Still another modification of the primary lamp structure can be used, such modification being related to the present practice of effecting electrical terminations within the PCTFE primary package solely by pressure contact, which is now achieved by thermally sealing the lamp with the leads properly positioned but otherwise not positively secured. The primary encapsulant seals around and over the leads, which may take the form of solid or perforated copper ribbons or, alternatively, copper or other metal mesh. While adequate for many applications, it is clear that if the package inflates due to internal gas generation, electrical contact may be lost. It has been found that, in accordance with a further modification of the invention, if the contact area is coated with a paint consisting of powdered solder in a thermosetting polymeric vehicle, positive electrical contact in the form of a solder joint is obtained during the lamp sealing cycle. Additional thermal cycling does not disengage the bond because of the presence of the thermosetting binder, which becomes relatively cured and infusible during sealing of the lamp. Any of a number of readily available expoxy compounds or polymers which are rendered infusible due to condensation polymerization with suitable curing agents may serve as the binder matrix. A preferred solder powder is a 50% indium, 50% tin alloy, sold commercially by the Indium Corporation of America, Utica, New York, under the designation "Indalloy No. 1".

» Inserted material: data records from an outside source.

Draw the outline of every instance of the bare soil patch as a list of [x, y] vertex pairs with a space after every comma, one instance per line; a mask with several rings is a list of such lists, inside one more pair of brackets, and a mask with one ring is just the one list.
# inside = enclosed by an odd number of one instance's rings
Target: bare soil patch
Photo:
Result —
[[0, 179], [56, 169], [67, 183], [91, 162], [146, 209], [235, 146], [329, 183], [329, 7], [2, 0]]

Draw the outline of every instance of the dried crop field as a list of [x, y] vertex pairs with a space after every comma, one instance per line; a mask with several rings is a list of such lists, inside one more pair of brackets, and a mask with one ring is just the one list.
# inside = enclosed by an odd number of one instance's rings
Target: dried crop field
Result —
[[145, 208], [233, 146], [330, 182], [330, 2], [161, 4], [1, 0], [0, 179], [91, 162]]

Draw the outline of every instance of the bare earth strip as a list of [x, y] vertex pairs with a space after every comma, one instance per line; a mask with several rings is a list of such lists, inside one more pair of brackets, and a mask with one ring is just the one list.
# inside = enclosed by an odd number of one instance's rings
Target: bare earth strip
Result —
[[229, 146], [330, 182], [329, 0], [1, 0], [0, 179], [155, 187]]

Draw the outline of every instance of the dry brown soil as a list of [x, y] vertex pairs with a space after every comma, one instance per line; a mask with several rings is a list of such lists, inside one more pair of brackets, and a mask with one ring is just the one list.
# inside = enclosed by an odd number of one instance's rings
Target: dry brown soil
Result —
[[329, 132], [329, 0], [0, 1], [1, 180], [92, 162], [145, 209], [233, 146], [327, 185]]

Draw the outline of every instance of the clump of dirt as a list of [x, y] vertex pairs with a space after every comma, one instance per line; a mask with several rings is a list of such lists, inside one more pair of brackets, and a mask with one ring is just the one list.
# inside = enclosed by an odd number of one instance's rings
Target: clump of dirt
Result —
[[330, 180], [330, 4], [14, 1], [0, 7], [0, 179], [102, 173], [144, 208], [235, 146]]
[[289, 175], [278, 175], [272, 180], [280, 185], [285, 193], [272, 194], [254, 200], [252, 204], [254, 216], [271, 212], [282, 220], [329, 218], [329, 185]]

It may be seen from the foregoing description that the spirit and intent of the present invention does not depend upon the exact sequence in which the structure is assembled, with the reference to the application of the acrylic film to either standard commercially procured lamps or to completed lamps of inhouse manufacture which are already primary encapsulated, or to the PCTFE primary encapsulant envelope materials in advance of lamp manufacture and assembly. The method of cladding the PCTFE primary encapsulant with the acrylic film is similar whether the cladding film is obtained as a commercial item or is coated or extruded onto the PCTFE. The method works in a comparable fashion if the silane agent is deposited upon the cladding film rather than upon the PCTFE prior to thermal lamination. The method is widely applicable and is effective toward greater or lesser degree for polymeric cladding materials other than acrylic.
Similarly, the sequence of assembly of the secondary encapsulant is not critical. The intent of the method is to apply a rigid armor of glass fiber or fabric reinforced thermosetting plastic, intimately bonded to the primary encapsulant through the medium of an intermediary polymeric skin. Thus, in some applications it is adequate to apply the secondary encapsulant to only one side of the primary encapsulated lamp rather than completely surrounding the entire lamp assembly. For example, as shown in FIG. 3, the rear electrode 12 of the lamp assembly might be bonded directly to a rigid mounting block, or plate 21, or to a structural panel member as used in an aircraft or other vehicle, or to any other suitable assembly means and would remain free of primary and secondary encapsulants. In such case, the interface between the light assembly and the mounting surface can be filled with a suitable adhesive or sealant 22, as shown. If the light assembly assumes a complex shape, further support in the form of ribs or an internal filler, such as syntactic foam can be used for reinforcement. The step of bonding the reinforced plastic layers to the primary lamp assembly could equivalently be accomplished by employing a thermosetting resin to bond a precured reinforced plastic sheet. The light assembly may also receive protective or decorative coatings over the reinforced plastic surface as an aid to appearance, maintenance, or for other specific functions.
Hence, the invention is not to be construed as limited solely to what is specifically disclosed above, except insofar as defined by the appended claims.